Redeemed men are to increase their authority and dominion. They are to progressively exclude Satan's followers from positions of authority, in every area of life. How is this to be done? Not by the exercise of power, but by the exercise of following God's law. Redeemed men are to compete. They are to get rich through productivity. They are to give money away, in a grand exercise of charity. They are to run for political office, especially at the local level, where the Bible says that primary civil responsibility is to be located. They are to bear more and more responsibility in every area of life. Power flows to those who bear responsibility.
In short, the exclusion of the unrighteous from positions of public power is to be accomplished through the enforcement of biblical law. First and foremost, by the Christian's self-government under biblical law. Second, by Christians gaining majority political support among the voters in favor of biblical law.
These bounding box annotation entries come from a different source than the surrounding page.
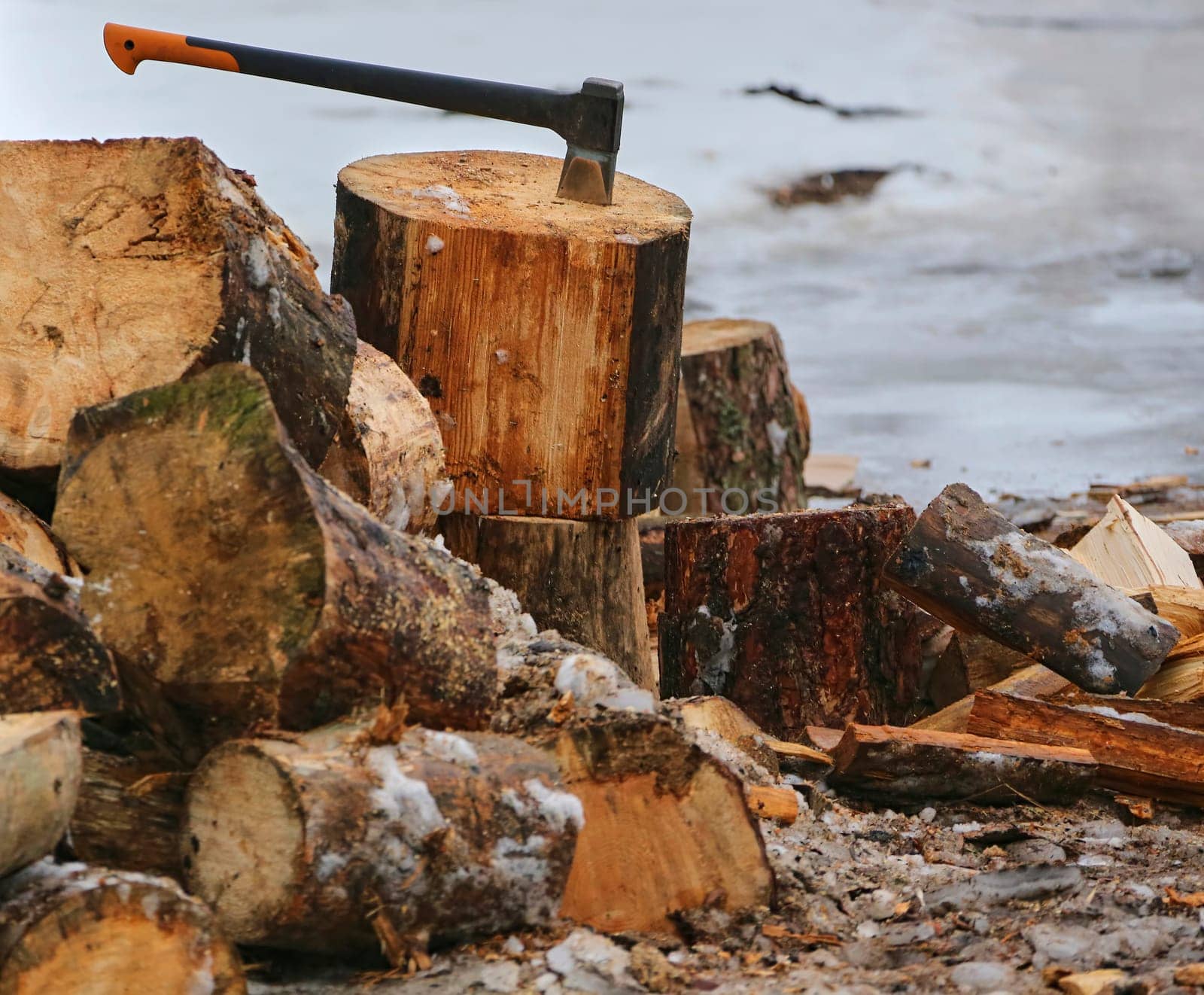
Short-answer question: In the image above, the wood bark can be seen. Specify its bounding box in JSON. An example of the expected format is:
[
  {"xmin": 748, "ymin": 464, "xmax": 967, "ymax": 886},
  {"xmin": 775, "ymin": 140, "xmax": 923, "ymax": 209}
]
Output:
[
  {"xmin": 968, "ymin": 692, "xmax": 1204, "ymax": 807},
  {"xmin": 0, "ymin": 861, "xmax": 247, "ymax": 995},
  {"xmin": 184, "ymin": 726, "xmax": 582, "ymax": 963},
  {"xmin": 0, "ymin": 138, "xmax": 355, "ymax": 473},
  {"xmin": 0, "ymin": 712, "xmax": 81, "ymax": 872},
  {"xmin": 54, "ymin": 364, "xmax": 496, "ymax": 764},
  {"xmin": 0, "ymin": 562, "xmax": 122, "ymax": 713},
  {"xmin": 673, "ymin": 318, "xmax": 810, "ymax": 516},
  {"xmin": 660, "ymin": 506, "xmax": 920, "ymax": 740},
  {"xmin": 829, "ymin": 725, "xmax": 1096, "ymax": 805},
  {"xmin": 318, "ymin": 342, "xmax": 448, "ymax": 532},
  {"xmin": 331, "ymin": 152, "xmax": 690, "ymax": 518},
  {"xmin": 883, "ymin": 484, "xmax": 1178, "ymax": 694},
  {"xmin": 70, "ymin": 747, "xmax": 188, "ymax": 881},
  {"xmin": 443, "ymin": 514, "xmax": 660, "ymax": 692}
]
Third, by enforcing biblical law publicly. This means the steady and systematic replacement of today's humanist judges with judges who agree to enforce biblical law.
Let us make no mistake: Christian dominion necessarily involves the exclusion of anti-Christians from positions of public power. This is in part a political process. It is a bottom-up process, not a top-down process. But there must be winners and losers politically. Our goal as Christians is to make political and cultural losers out of the humanists and satanists. We must do this through better performance, better organization, and the blessings of God.
Exclusion: Marriage
The seventh commandment is very clear: "Thou shalt not commit adultery" (Exodus 20:14). The tenth commandment is also very clear: no man is to covet another man's wife (Exodus 20:17). (This law also applies to wives who covet other women's husbands.) The sanctity of marriage is to be presented by all of God's covenantal authorities: church, State, and family. All three institutions are to impose punishments (sanctions) against those who violate marriage by committing adultery.
This is very clearly a case of the right of exclusion. it is a lifetime "No Trespassing" sign at the bedroom door. Most people who favor a mild form of socialism--the so-called welfare State-would probably admit that the exclusionary aspect of marriage is not the same as the exclusionary aspect of private property. They would say that the right to exclude others is legitimate when it comes to personal relationships, but not with respect to economic goods.
Yet it is interesting to note that as the philosophy of the welfare State has become widespread, divorce and adultery have also become commonplace. Is this merely a coincidence?
Marxian Communism
In 1848, Karl Marx and Frederick Engels published the famous Communist Manifesto. In Part II of that book, they freely admit: "in one word, you reproach us with intending to do away with your property. Precisely so; that is just what we intend." On the next page (of my English-language edition) they go on to call for the abolition of the family. They are careful not to call for this openly (they were writing a popular tract), but they say that "bourgeois marriage," meaning one man-one wife, is in fact corrupt because there is adultery in society. Therefore, Communism only has to admit what is already supposedly the case: "a system of wives in common." They say: "The Communists have no need to introduce the community of women; it has existed from almost time immemorial." This is nonsense historically; it makes a weak excuse for this evil aspect of Communism.
Engels himself later made this remarkable observation: "It is a curious fact that in every large revolutionary movement the question of 'free love' comes to the foreground." Of course it does; what the revolutionaries hate is Christianity's principle of legal exclusion. What they hate is God's right to exclude them from eternal life, and every aspect of exclusive legal rights points to the legal right of God's people to enjoy God's favor on earth and in eternity.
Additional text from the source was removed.